A crashing sound in the next room caused Cindy to spin about. An instant later she was racing down the hall, squawking, “Bernard! What on
earth
?”

Andie’s need to escape was overwhelming. Right now she’d have traded every CD she owned for her driver’s license, but she had no choice but to try to bum a ride from her dad.

She reached for the phone on the nightstand—a cutesy white and gold vintage reproduction—and dialed his number. Luckily, he was still in his office. His secretary, Mrs. Blanton, put her on hold; then her father’s deep voice came on the line.

“Hi, cookie. I was just on my way out. What’s up?”

“Cindy wants you to pick up film for the camera. And dishwasher soap. Oh, and one other thing—” She crossed her fingers. “Could you give me a ride to Finch’s?” Andie would clear it with Finch, with whom she had a standing invitation, as soon as she got off with her dad.

He blew out a breath. “Can’t someone else take you?”

“Cindy’s getting ready for the party.” Andie could hear her in the kitchen yelling at the caterer. “I don’t think now would be a very good time for me to ask.”

“All right … but on one condition: We stop at your mother’s on the way.”

Andie grew very still, as if the world were suddenly made up of razor-sharp edges that would cut her if she moved so much as an inch. “Why? We don’t have anything to say to each other,” she said coldly.

“We’ll discuss it on the way.” Mike’s voice was firm.

Half an hour later they were in his car, the baby-blue Lincoln that Cindy made fun of, saying it was something
her
father would have driven. As they glided along the streets of Hidden Valley Estates, the gated community where Mike and Cindy lived, she thought how different it was from the neighborhood she’d grown up in. As perfectly manicured and maintained as Disneyland, its houses, which her mother called McMansions, set far back from the sidewalk and surrounded by lawns as lush and green as the fairway at Dos Palmas.

“This is stupid,” she said.

Her father didn’t respond.

“She doesn’t even want to see me. If she did, she’d have called.”

He flashed her a small smile. “You sound exactly like when you were little.”

She remembered when she used to threaten to run away, how her mother would always nicely offer to help her pack. Reverse psychology, she now knew, though at the time it had felt like she didn’t care.

She studied her father out of the corner of her eye. He was a handsome man with most of his hair, but he’d put on weight since marrying Cindy. Which was weird because her stepmother was just the opposite: She worked out like a demon and lived off what her father called rabbit food. He was like the paunchy middle-aged guy—wasn’t there always at least one?—lagging behind on the jogging path, making all those ahead of him feel that much better about themselves.

“Your mom phoned me today,” he said. “She sounded upset.”

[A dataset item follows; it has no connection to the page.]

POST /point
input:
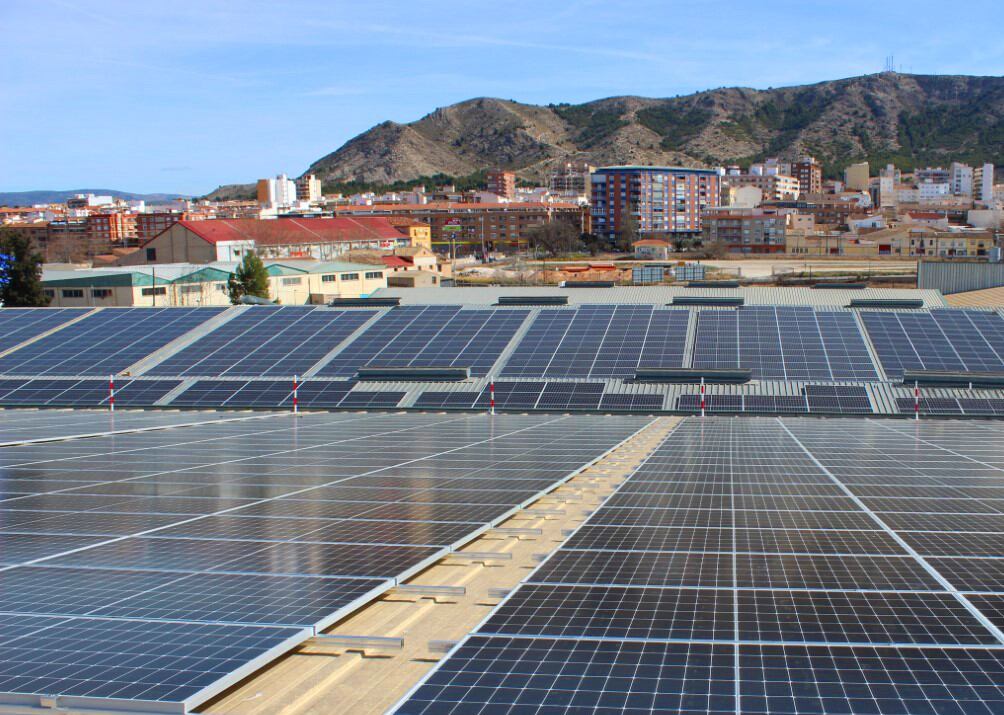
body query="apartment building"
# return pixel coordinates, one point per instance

“She did?” A little shiver went through her. “How come she didn’t act that way with me? It was like she could give a shit.”

He shot her an admonishing look. “Watch your language, young lady. Just because you’re not at ho—” He paused, and quickly switched gears, saying, “Your mom thought you needed some space.”

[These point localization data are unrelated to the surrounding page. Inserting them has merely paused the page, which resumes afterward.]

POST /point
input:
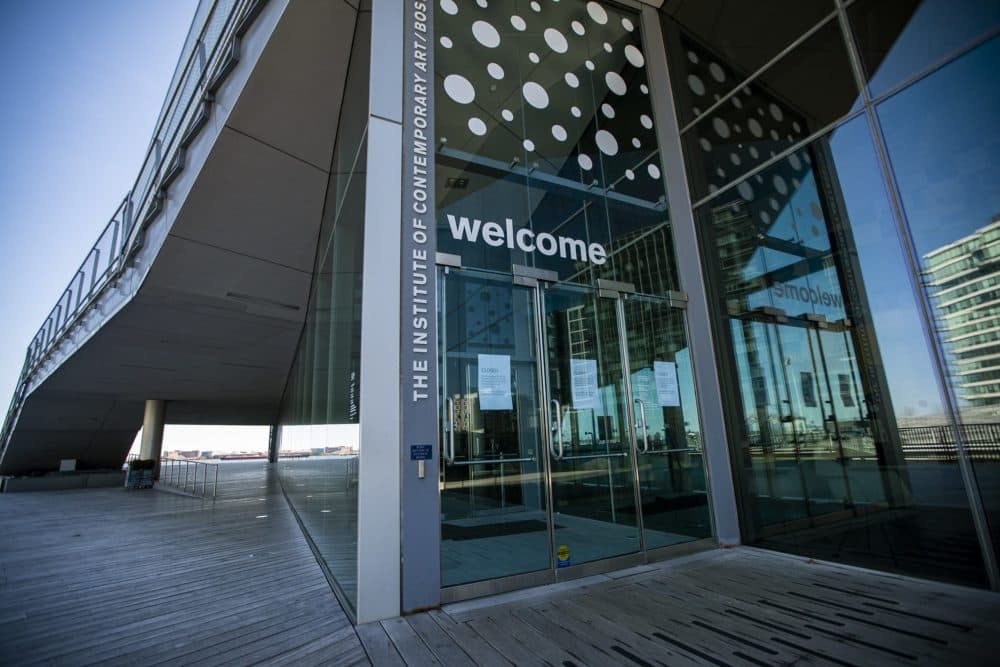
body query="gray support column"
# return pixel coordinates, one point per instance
(716, 445)
(151, 445)
(379, 467)
(273, 443)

Andie pictured her mother and Justin in the kitchen getting dinner, her brother bitching that it wasn’t the right kind of pasta, and her mother saying agreeably that it all tasted the same and if he didn’t like it he could fix his own. Suddenly she missed them terribly; it was all she could do to keep from crying.

But there were no cooking smells when she walked in. Her mother was sacked out on the sofa with her eyes closed, looking so utterly beat, all the anger went out of Andie. She wanted nothing more than for her mother to put her arms around her and rock her like when she was little.

“Mom,” she called softly.

Her mother’s eyes flew open, and she looked uncomprehendingly at Andie for an instant before a tentative smile took hold. “Hi, honey. I thought you were Justin.” She didn’t get up. It was as though she were waiting for Andie to make the first move.

Buster wandered over and licked Andie’s hand. When she crouched down to scrub behind his ears, he whined deep in his throat, grinning his doggy grin, his whole body wagging.

“I can’t stay,” she said. “Dad’s waiting out front.”

“Would you like to ask him in?”

Andie knew it hadn’t been easy for her to offer. “No, it’s okay. He said he had some calls to make.”